The Wake of the Lorelei Lee: Being an Account of the Further Adventures of Jacky Faber, On Her Way to Botany Bay
Page 25
"Missies! Under here! Careful!" shouts Ravi, ducking under an elephant's belly. We follow—Lord, look at the size of those feet!—and emerge mercifully unsquashed on the other side of the parade and find ourselves at the mouth of a narrow alley.
"Here! Quickly!"
We run down the length of that, turn right on another street, through some laundry hanging on a line, the sounds of the pursuing thuggees giving wings to our feet.
Oh, why cannot I ever think before I act?
We dart through a doorway to a house, past some very surprised people, and out their back door.
"In here, Missies! Quiet now!"
We crouch in a low shed and wait.
Silence, except for our heavy breathing.
"Ravi think we have lost them."
He peeks cautiously out the door. After a few minutes he says, "Come. We are not far from your big boat."
Again we start running, and then suddenly we burst back into the light. It is the wharf and there is the blessed Lorelei Lee!
Sure is handy having a street-smart urchin around when you need one.
"Let's get back aboard, Mairead, and we'll—"
"Kali! Kali! Kali!"
I twist around and, sure enough, those crazy berserkers are coming at us screaming, "Ferengi! Maarma! Ferengi! Maarma!"
I know what ferengi means, and I strongly suspect that maarma means KILL!
"Faster, Mairead! We can make it!"
Mairead, however, is plainly winded, and slows, gasping.
"Ravi! Help me!"
The boy and I grab her arms and drag her forward toward the foot of the gangway. Gaining it, we push her up and onto the ship, and I shout up, "Sailors! Pull up the brow as soon as we are aboard!"

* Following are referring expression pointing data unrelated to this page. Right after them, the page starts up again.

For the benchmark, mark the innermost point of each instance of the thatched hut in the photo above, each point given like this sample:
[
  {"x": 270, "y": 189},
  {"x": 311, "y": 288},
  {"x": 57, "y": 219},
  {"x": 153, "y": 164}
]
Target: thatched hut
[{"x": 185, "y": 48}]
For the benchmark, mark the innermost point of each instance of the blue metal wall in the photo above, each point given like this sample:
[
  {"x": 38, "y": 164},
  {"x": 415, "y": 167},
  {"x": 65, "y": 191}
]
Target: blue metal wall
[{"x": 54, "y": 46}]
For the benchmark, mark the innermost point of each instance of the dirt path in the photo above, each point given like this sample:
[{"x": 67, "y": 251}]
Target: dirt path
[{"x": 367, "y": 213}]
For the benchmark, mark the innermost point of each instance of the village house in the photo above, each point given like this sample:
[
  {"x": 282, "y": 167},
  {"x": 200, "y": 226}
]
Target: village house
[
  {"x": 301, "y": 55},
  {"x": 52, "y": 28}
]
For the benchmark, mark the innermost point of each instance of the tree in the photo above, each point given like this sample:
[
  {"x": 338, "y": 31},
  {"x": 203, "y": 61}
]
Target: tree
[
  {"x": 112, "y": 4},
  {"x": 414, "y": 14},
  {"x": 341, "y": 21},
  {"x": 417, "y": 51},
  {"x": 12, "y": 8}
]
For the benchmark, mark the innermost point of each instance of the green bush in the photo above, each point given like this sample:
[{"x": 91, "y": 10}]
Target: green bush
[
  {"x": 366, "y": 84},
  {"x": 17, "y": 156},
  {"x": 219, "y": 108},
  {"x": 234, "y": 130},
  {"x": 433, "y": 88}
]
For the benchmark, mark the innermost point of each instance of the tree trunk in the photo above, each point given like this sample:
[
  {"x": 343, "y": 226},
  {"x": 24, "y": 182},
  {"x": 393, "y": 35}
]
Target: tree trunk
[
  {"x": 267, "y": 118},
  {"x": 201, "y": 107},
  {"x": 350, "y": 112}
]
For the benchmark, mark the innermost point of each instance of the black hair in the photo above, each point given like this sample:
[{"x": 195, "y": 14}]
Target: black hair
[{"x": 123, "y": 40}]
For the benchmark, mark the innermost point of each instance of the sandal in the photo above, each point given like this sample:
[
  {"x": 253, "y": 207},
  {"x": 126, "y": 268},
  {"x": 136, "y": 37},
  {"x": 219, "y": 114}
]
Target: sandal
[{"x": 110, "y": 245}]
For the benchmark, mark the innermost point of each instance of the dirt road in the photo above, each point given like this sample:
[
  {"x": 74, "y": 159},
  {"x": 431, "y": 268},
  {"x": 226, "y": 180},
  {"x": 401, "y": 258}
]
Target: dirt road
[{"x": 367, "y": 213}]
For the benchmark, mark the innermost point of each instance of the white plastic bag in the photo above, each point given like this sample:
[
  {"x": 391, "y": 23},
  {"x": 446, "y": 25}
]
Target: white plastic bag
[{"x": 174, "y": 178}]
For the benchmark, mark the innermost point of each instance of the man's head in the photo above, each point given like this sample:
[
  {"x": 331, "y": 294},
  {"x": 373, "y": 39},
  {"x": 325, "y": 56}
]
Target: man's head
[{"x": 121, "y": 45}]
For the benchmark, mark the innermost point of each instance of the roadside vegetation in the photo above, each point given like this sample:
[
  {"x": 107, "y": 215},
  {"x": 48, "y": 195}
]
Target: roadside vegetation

Mairead goes safely over the rail and I go to follow, but behind me I hear Ravi say, "Goodbye, Missy Memsahib."
I look back to see him standing at the foot of the gangway.
"Thuggees now kill poor Ravi for helping Missies. He go to Brahma to be with Mommy. Thank you, Missies, for fine day. Be not sad. This good karma for me. Ravi hope to come back as happy monkey to sit at Missy's feet to amuse you with high-jinkings. Or maybe sweet puppy dog..."
He kneels to accept his fate and looks up at me with those enormous brown eyes.
"Sweet puppy, my ass. Get up here, you little fraud!"
I go back down and grab him by his thick mop of hair. "Get yer skinny butt up here, you crazy little wog!" I shout, pulling him up the gangway and flinging him across the deck.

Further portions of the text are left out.